“It is a painful thing to look at your own trouble and know that you yourself and no one else has made it.” ~Sophocles
That is sage advice, and advice many people should be open to, but I, perhaps, have taken that advice too much to heart. Sometimes adults with ADHD are so used to making mistakes that they assume fault when it's not theirs. That's what happened to me yesterday.
I wish I had slept well, but I didn't. When the morning came around I was comatose and unable to move. I could hear the alarm going off—I could even snooze it—but I wasn't aware enough to realize what time it was.
An hour and a half later my mind turned on. Ohmigosh! I've got fourteen minutes to get ready and across town. And up I shot like a rocket, whirling around my apartment like a whirling dervish in socks. Only after I was in my minivan, four minutes late and booking it down the road, did it suddenly occur to me, "Hey, they never gave me a reminder call about this appointment. Do I really have one?"

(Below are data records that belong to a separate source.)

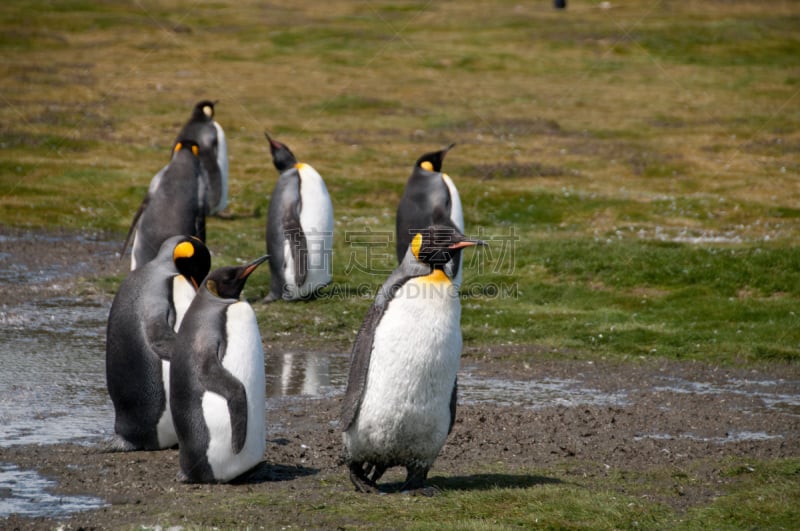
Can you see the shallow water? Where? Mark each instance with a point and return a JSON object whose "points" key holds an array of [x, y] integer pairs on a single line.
{"points": [[52, 386], [24, 492]]}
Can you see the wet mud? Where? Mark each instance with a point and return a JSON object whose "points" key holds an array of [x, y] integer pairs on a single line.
{"points": [[516, 423]]}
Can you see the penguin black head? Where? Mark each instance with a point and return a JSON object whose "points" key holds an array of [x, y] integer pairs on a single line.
{"points": [[433, 161], [282, 156], [228, 282], [438, 244], [192, 259], [203, 111], [185, 143]]}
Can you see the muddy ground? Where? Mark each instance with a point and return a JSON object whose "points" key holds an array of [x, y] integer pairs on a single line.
{"points": [[653, 428]]}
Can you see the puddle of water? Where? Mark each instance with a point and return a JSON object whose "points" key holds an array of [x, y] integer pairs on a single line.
{"points": [[52, 379], [775, 394], [24, 492], [305, 373], [533, 393]]}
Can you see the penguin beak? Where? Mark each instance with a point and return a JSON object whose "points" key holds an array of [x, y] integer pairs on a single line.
{"points": [[252, 266], [466, 243]]}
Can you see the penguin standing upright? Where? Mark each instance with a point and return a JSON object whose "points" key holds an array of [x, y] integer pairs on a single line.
{"points": [[429, 197], [400, 401], [217, 389], [203, 129], [145, 315], [299, 229], [174, 204]]}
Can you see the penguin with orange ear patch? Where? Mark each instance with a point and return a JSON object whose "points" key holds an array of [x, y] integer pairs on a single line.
{"points": [[145, 315], [175, 204], [400, 401], [217, 389], [428, 193], [299, 228]]}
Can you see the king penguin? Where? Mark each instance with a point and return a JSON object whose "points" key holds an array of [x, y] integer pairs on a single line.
{"points": [[429, 192], [203, 129], [174, 204], [299, 229], [400, 401], [145, 315], [217, 384]]}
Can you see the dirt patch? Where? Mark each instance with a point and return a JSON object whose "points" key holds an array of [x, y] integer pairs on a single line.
{"points": [[664, 414]]}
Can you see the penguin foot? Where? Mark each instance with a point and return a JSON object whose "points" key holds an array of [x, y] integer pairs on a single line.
{"points": [[415, 482], [428, 491], [270, 298], [118, 444], [360, 479]]}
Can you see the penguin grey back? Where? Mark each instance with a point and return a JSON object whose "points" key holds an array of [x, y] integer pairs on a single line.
{"points": [[175, 206]]}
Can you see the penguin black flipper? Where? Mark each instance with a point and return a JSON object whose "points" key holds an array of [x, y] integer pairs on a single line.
{"points": [[283, 222], [132, 228], [362, 349], [160, 334], [453, 400], [219, 381], [297, 243], [208, 160]]}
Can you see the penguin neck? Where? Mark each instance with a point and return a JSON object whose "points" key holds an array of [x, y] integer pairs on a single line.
{"points": [[437, 276]]}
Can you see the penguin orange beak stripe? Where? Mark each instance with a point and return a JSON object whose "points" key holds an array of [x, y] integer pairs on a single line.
{"points": [[466, 243], [252, 266]]}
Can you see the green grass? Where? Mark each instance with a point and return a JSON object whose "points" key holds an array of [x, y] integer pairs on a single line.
{"points": [[634, 170]]}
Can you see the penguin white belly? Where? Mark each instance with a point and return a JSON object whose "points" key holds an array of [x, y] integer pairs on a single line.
{"points": [[244, 359], [165, 429], [316, 220], [182, 294], [457, 217], [405, 411], [288, 270]]}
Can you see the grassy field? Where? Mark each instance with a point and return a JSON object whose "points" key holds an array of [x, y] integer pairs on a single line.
{"points": [[633, 165]]}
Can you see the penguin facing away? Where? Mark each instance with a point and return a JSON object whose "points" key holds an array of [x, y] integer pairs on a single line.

Turns out I didn't have one. But they had just received a cancelation, so suddenly I did have an appointment and could I try not to be too late? Great.
Once I had arrived, I learned that originally I did have an appointment at that time, but they thought I had canceled it. Or something. Seems somebody cancelled all my appointments when I cancelled one a few weeks ago.
And for a moment I blamed myself. Fortunately, not for a very long moment. I suspect it was the guilt at waking up late that put me in the wrong frame of mind.
I'm so used to being late and therefore at fault. Here I was doing them a favor, and I still blamed myself for being late. It doesn't make a whole lot of sense, but feeling guilty is something that I am far too comfortable doing. It is likely wrapped up in that whole adult ADHD with low self-esteem thing I've got going on. It's as much a part of me as my great hair and yellow, spaced teeth.
But should it be?
I'm increasingly of the attitude that not all things that go wrong in my life are my fault. And although there is great polite civility in being easy with the apologies, there is also damage that can be done to interpersonal relationships at work and out when one is too ready to assume blame.
I don't have a ready solution for it yet, but my mind is working on the problem. Since I'm at the beginning of Life2.0, I don't believe I want low self-esteem to be one of my attributes anymore.
What do you think? Adults with ADHD get used to making a lot of mistakes. Some of them either become jerks who never apologize or become milksops who always do. As much as I don't want to admit it, I lean more towards milksop than jerk. Are you like me and apologize too much?